Make plans with your child. Plan out with your child when you will celebrate the holiday together. It’s not important what you do or when you do it, as long as you plan a way for you and your child to celebrate the holiday together in some way the next time you are together. This will help your child feel confident that both parents are truly a part of his life and will give you something to plan for and look forward to.
Consider holidays together. Some parents find that in the first few years after a divorce, it works best if they spend important holidays together with their child (for example, having the non-custodial parent come over to spend Christmas morning with the custodial parent and child). If you think this option would work for you, try it.
Touch base. Plan to have some kind of contact with your child on the holiday itself. Call him on the phone or even to stop by for a quick hug and kiss on the other parent’s front porch (if you and the other parent agree this will not make your child upset). Making contact with your child on the actual holiday not only will help your child cope, but will help ease your own feelings of loneliness.

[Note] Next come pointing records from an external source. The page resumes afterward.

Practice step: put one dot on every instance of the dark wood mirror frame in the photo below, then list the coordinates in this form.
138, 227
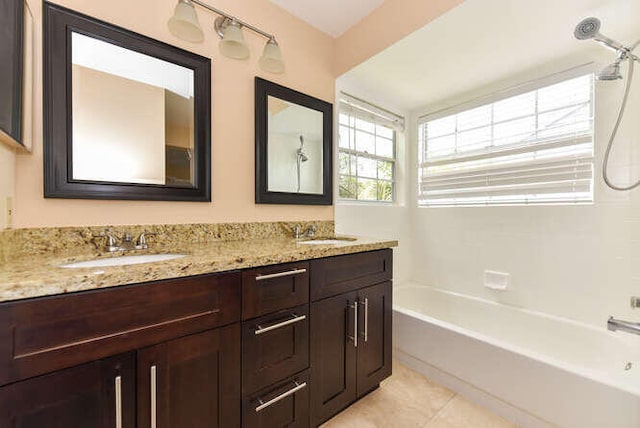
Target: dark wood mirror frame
264, 89
11, 69
59, 22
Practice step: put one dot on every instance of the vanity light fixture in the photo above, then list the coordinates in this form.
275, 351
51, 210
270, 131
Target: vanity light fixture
184, 24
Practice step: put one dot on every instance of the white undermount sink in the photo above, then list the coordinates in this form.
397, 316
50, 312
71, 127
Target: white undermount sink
327, 241
123, 260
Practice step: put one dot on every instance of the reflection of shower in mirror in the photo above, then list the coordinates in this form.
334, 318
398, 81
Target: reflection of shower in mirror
301, 157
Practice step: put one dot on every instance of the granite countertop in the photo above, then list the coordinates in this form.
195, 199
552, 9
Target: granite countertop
41, 275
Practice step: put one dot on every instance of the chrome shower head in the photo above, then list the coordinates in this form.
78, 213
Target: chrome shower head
610, 72
301, 155
589, 28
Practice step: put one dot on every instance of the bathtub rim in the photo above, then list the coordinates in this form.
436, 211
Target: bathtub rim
589, 373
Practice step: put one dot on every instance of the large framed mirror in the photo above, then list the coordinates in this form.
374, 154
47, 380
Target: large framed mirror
294, 146
125, 116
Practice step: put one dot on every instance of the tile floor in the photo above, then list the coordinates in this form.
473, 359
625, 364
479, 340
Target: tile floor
409, 400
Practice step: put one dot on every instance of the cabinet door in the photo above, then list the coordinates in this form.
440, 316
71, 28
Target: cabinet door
191, 382
100, 394
333, 355
374, 346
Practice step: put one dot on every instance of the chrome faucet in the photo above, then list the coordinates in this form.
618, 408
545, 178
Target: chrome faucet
128, 243
309, 233
627, 326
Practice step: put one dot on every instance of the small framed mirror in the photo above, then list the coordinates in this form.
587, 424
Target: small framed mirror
125, 116
294, 146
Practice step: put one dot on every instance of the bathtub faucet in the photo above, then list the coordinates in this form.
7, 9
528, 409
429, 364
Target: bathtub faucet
630, 327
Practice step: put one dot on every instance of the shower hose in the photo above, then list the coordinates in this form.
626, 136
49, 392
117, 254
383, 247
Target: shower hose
607, 152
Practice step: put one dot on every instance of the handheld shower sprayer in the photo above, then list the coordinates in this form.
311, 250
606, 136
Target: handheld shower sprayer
300, 152
300, 157
589, 28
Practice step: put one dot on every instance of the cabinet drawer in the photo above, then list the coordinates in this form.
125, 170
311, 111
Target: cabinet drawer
272, 288
274, 347
335, 275
47, 334
285, 405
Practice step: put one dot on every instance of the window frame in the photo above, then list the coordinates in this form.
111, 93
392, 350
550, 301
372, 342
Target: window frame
375, 116
524, 198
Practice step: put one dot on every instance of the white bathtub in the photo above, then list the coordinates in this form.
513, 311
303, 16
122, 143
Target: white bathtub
536, 370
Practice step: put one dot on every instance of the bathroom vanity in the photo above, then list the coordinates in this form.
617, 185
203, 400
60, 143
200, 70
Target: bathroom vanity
281, 345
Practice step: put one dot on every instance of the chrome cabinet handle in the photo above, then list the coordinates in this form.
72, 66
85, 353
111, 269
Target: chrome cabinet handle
154, 396
293, 320
296, 388
365, 303
118, 382
279, 274
355, 323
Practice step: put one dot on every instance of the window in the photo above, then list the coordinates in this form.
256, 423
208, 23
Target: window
367, 151
531, 148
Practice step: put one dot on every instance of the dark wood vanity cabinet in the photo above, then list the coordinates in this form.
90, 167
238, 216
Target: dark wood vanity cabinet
82, 396
191, 381
180, 366
278, 346
275, 346
350, 330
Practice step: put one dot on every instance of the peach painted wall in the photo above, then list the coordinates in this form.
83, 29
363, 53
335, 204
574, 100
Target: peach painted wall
309, 60
387, 24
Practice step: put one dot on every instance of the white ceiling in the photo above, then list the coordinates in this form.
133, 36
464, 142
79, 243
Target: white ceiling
333, 17
481, 42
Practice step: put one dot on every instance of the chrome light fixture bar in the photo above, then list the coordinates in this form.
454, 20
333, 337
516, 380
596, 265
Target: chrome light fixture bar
184, 24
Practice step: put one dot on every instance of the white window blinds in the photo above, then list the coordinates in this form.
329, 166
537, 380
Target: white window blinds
536, 147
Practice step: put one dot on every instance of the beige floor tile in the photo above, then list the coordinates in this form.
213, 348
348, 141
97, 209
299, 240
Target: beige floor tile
460, 413
405, 400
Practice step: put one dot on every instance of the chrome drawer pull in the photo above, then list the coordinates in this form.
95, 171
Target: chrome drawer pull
279, 274
154, 396
365, 303
296, 388
355, 323
295, 319
118, 382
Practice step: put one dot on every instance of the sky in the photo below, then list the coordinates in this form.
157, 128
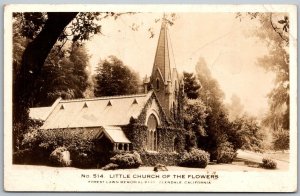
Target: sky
221, 39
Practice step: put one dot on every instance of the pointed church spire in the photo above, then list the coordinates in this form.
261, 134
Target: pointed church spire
162, 59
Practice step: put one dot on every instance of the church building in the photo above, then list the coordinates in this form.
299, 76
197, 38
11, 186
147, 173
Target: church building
149, 122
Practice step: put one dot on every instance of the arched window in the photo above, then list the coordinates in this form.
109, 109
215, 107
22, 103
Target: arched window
157, 84
176, 144
174, 110
152, 133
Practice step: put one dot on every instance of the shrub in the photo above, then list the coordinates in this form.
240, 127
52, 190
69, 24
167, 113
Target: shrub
127, 160
268, 163
281, 140
110, 166
194, 158
60, 157
225, 153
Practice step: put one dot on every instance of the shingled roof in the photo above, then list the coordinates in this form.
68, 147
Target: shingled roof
95, 112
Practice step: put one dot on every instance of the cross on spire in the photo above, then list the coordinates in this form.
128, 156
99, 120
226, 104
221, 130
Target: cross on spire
162, 58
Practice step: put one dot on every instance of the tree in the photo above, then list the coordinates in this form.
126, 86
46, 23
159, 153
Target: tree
273, 30
191, 85
63, 75
235, 108
246, 134
217, 124
114, 78
194, 115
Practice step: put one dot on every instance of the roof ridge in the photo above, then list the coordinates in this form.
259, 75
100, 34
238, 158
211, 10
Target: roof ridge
105, 97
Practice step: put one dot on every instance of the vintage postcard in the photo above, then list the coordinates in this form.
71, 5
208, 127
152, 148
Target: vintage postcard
150, 98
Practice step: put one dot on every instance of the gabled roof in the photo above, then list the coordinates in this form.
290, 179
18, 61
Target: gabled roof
96, 112
115, 134
41, 113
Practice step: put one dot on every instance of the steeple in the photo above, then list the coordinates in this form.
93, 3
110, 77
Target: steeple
162, 59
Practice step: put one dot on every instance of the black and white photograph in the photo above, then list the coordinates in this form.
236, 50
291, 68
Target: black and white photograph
149, 98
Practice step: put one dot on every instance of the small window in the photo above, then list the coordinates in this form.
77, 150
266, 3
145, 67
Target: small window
85, 105
134, 101
157, 84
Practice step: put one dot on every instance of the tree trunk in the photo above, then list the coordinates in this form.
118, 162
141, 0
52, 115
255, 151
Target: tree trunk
33, 60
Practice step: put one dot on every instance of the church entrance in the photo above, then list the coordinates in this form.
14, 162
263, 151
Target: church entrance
152, 133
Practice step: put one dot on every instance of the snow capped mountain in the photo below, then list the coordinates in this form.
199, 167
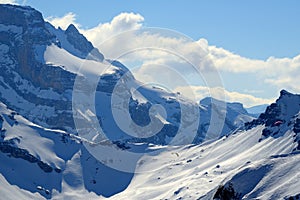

Make plans for yourself. The key to getting through a major holiday without your child is to plan ahead. If your family celebrates together for this holiday, get involved in planning the event and look forward to spending the day with them. Plan a get together with friends or spend the day wrapping gifts for your child. It doesn’t matter what you do, as long as you plan something out.
Think about what you want. Give some thought to what you really want to get out of the holiday. Are there things you have always wanted to do, but have never been able to? Maybe you’ve always dreamed of caroling on Christmas Eve or hoped to host a Kwanzaa feast. Now is your chance to fulfill your holiday wish list.
Filling Alone Time
Even if you’ll be attending a party or hosting some kind of event, there will be some time on the holiday when you will be alone and if you have no plans, the day may loom long and empty before you. Take some time before the day comes around to plan out some things you can do on your own. Look around your community for events celebrating the holiday — church services, community get-togethers, civic events, single parent gatherings and so on. Don’t be afraid to go alone — there are a lot of other parents who are also alone on holidays.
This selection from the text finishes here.